Map of the Purple Line route through Silver Spring and Langley Park. (Gene Thorp/The Washington Post)

Maryland officials and supporters of building a light-rail Purple Line through Montgomery and Prince George’s counties are drafting a “community compact” to define goals for economic development along the planned 16-mile corridor, including ways to preserve affordable housing, support small businesses and connect workers to jobs.

Supporters say the document, which will be crafted during two community workshops and modeled on similar agreements for transit projects in Seattle and Baltimore, will spell out a “livability strategy” for people in the proposed rail corridor between Bethesda in Montgomery County and New Carrollton in Prince George’s County. The light-rail line would have 21 stations, including in Chevy Chase Lake, Silver Spring, Langley Park, College Park and Riverdale Park.

Maryland transit officials and local government leaders have touted a new transit line’s ability to revitalize aging inner suburbs around stations as a key reason to build the light-rail project, now estimated to cost $2.43 billion to build and $58 million to operate annually. Much of the new development would be targeted in economically struggling areas of Prince George’s, such as Langley Park and Riverdale Park, officials have said, but Montgomery growth plans also call for more development in Chevy Chase Lake if a Purple Line is built.

Some community groups, particularly the immigrant advocacy group Casa de Maryland in Langley Park, have voiced concerns about redevelopment pricing out residents and businesses as rents increase and local residents benefiting from the project’s construction jobs.

A “Purple Line community compact” to address such concerns was proposed last year by the Fair Development Coalition, a group formed in 2010 by Casa de Maryland.
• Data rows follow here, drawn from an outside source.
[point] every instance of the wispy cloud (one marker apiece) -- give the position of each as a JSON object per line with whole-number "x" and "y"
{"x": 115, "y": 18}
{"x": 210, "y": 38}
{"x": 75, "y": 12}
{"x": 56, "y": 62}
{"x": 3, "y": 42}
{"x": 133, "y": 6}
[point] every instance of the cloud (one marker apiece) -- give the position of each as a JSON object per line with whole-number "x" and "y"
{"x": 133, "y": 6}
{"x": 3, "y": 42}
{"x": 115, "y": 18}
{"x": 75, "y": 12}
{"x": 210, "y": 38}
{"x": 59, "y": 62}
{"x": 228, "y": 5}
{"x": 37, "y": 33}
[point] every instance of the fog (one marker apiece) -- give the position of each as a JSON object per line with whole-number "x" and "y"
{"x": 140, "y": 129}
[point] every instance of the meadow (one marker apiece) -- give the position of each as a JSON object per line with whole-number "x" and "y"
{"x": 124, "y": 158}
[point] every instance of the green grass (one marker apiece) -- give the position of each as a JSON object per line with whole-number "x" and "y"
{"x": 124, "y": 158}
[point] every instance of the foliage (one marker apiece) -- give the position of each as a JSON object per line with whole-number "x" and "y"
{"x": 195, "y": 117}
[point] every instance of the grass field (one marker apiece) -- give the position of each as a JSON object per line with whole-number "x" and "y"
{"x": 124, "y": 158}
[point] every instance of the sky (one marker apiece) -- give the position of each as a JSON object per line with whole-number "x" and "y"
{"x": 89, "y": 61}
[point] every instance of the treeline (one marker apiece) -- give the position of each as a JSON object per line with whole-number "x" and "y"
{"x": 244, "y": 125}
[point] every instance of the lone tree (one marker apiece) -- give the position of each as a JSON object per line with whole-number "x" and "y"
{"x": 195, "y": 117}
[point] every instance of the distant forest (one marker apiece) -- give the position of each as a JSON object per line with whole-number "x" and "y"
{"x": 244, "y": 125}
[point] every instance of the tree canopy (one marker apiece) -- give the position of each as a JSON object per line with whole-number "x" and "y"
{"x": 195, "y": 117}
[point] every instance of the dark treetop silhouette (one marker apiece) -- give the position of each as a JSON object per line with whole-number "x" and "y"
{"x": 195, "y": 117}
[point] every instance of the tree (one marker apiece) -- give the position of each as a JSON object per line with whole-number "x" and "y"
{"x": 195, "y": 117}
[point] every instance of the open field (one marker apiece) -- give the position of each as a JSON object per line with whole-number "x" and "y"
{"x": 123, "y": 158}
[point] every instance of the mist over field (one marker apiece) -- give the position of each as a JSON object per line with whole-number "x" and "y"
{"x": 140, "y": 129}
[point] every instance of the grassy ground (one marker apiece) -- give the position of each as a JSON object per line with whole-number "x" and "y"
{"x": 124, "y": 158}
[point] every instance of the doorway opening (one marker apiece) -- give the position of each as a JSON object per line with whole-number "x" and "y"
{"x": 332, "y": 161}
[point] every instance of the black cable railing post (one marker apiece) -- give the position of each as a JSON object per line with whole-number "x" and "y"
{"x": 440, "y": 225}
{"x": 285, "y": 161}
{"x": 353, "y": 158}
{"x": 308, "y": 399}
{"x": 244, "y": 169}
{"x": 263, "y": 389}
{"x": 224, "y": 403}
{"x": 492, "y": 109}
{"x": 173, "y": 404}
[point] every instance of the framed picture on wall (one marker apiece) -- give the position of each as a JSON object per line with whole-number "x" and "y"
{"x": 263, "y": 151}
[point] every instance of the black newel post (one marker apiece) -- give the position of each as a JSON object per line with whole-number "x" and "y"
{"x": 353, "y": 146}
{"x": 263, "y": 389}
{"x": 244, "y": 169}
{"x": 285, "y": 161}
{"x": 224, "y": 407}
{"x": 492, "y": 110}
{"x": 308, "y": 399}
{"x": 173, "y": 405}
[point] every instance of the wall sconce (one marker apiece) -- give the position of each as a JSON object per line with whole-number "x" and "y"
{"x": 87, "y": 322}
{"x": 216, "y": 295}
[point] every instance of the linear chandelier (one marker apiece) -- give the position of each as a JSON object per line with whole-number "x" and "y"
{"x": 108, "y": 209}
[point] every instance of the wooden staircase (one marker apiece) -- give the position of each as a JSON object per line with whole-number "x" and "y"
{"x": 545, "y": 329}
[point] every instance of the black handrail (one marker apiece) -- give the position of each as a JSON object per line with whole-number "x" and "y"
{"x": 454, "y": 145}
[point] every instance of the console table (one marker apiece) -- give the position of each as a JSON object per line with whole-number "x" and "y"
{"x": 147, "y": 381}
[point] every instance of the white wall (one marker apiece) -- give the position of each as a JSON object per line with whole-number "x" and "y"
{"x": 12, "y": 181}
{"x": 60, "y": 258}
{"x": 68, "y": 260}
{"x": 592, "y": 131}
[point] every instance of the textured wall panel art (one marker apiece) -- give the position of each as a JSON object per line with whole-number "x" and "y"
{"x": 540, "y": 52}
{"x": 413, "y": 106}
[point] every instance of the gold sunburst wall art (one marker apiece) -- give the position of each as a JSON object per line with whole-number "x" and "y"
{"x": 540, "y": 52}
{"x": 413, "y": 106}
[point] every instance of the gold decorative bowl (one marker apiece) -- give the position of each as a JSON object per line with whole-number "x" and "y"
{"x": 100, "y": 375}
The effort also is being led by the Purple Line Corridor Coalition, a group formed by the University of Maryland’s National Center For Smart Growth that includes community officials, nonprofit groups and businesses along the proposed route.

A compact is expected to be signed by the end of the year by state and county officials and the Purple Line Corridor Coalition, the group said. Cities, towns and community organizations along the route also will be asked to sign. The compact will be non-binding but will “state the intent” of those who sign it, the coalition said.
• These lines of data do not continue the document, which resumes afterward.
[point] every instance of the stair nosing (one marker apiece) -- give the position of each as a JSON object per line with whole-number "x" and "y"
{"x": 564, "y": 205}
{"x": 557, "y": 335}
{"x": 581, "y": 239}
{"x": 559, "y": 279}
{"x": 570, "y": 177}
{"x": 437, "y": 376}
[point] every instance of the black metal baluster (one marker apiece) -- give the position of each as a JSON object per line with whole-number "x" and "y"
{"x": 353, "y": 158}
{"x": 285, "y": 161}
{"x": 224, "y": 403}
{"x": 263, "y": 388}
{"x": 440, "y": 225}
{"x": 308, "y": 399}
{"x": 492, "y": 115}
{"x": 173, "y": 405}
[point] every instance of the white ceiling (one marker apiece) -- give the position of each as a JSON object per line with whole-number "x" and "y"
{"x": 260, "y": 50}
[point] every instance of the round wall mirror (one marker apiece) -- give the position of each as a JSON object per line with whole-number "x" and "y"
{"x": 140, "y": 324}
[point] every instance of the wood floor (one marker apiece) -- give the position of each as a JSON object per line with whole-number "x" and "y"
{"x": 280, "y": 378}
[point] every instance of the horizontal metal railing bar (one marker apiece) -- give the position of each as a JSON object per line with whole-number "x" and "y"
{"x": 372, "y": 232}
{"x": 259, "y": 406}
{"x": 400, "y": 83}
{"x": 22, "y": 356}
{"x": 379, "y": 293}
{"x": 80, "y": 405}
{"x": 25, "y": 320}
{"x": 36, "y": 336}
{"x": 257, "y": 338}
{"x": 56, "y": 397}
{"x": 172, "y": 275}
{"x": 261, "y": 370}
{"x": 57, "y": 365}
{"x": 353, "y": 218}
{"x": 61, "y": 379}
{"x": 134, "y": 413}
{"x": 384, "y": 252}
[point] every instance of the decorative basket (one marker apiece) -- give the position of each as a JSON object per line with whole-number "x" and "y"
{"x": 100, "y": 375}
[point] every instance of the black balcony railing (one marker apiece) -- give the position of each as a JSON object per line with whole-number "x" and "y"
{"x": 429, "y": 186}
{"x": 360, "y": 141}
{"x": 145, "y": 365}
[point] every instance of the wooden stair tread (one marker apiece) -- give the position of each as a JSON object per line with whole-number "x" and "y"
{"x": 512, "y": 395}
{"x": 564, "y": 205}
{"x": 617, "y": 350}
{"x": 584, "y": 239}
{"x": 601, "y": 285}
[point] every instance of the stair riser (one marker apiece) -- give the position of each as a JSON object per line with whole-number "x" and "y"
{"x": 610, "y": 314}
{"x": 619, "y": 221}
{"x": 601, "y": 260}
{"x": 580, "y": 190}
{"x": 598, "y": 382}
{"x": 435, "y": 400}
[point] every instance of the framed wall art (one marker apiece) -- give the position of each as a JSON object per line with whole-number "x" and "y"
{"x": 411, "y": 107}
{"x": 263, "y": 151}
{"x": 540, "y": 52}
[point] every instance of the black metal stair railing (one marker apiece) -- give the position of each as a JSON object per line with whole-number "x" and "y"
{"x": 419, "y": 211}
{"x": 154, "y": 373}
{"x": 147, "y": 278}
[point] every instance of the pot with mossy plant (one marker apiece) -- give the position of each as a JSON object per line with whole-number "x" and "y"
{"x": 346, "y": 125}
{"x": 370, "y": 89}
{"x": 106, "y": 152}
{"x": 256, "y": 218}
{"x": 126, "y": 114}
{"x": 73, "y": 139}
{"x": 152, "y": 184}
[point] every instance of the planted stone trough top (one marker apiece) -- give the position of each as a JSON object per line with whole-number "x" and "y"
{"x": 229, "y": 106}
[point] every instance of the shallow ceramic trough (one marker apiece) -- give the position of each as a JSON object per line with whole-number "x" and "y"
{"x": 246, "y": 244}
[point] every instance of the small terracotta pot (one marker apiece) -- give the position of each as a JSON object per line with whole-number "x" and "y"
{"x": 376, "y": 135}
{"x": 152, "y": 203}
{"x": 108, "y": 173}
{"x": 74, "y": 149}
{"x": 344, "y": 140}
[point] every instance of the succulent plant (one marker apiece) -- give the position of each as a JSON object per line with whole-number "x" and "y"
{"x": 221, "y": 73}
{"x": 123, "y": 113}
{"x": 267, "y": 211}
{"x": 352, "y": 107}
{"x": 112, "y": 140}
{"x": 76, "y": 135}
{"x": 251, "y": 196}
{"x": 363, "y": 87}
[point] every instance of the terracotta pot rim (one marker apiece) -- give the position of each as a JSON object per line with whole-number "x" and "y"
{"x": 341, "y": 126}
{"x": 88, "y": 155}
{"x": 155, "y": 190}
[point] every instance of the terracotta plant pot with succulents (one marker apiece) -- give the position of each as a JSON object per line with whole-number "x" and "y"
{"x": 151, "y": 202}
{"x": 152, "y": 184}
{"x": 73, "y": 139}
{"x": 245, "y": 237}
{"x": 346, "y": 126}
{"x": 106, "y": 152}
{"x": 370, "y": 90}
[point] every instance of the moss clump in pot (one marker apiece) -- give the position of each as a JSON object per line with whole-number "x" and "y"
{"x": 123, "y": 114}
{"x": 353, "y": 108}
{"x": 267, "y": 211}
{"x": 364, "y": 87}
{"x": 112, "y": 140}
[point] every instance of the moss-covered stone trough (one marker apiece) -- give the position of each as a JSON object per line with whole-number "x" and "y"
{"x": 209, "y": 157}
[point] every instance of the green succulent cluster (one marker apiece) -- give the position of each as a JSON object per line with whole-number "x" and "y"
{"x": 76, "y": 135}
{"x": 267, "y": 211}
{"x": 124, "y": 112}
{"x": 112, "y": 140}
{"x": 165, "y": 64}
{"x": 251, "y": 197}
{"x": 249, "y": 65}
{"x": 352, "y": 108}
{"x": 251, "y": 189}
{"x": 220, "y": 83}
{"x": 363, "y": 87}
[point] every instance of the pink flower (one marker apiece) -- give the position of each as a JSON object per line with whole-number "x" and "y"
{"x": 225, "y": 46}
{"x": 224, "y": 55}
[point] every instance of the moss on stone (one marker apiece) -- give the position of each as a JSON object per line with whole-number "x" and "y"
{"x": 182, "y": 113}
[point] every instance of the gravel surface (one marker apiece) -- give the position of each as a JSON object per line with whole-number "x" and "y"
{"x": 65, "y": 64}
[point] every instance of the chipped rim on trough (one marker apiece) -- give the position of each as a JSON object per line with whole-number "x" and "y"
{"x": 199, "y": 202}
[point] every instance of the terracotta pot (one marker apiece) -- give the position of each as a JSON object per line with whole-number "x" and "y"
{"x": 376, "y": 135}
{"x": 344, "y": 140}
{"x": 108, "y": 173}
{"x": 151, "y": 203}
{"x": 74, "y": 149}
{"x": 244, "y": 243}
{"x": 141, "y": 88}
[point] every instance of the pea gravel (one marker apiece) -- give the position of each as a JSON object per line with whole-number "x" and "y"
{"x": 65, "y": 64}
The first public workshop is scheduled for Oct. 25 from 9:30 a.m. to 12:30 p.m. at the Silver Spring Civic Building, One Veterans Plaza, in downtown Silver Spring.  The second is scheduled for Nov. 17, from 4 p.m. to 6 p.m., at Felegy Elementary School, 6110 Editors Park Drive, in Hyattsville.

A Purple Line is designed to connect Maryland’s Metrorail lines with Amtrak and commuter rail stations in a direct east-west route.  Supporters say it would spur redevelopment and provide faster, more reliable transit than buses. Opponents say it would destroy a popular wooded trail and threaten endangered species between Bethesda and Silver Spring, disrupt neighborhoods and be too expensive.

The project is pending federal construction aid and proposals due in January from teams of companies competing for a 35-year contract to design, build, operate and maintain the line, in addition to helping to finance its construction. State officials have said they hope to begin construction in mid-2015 and begin running two-car trains in 2020.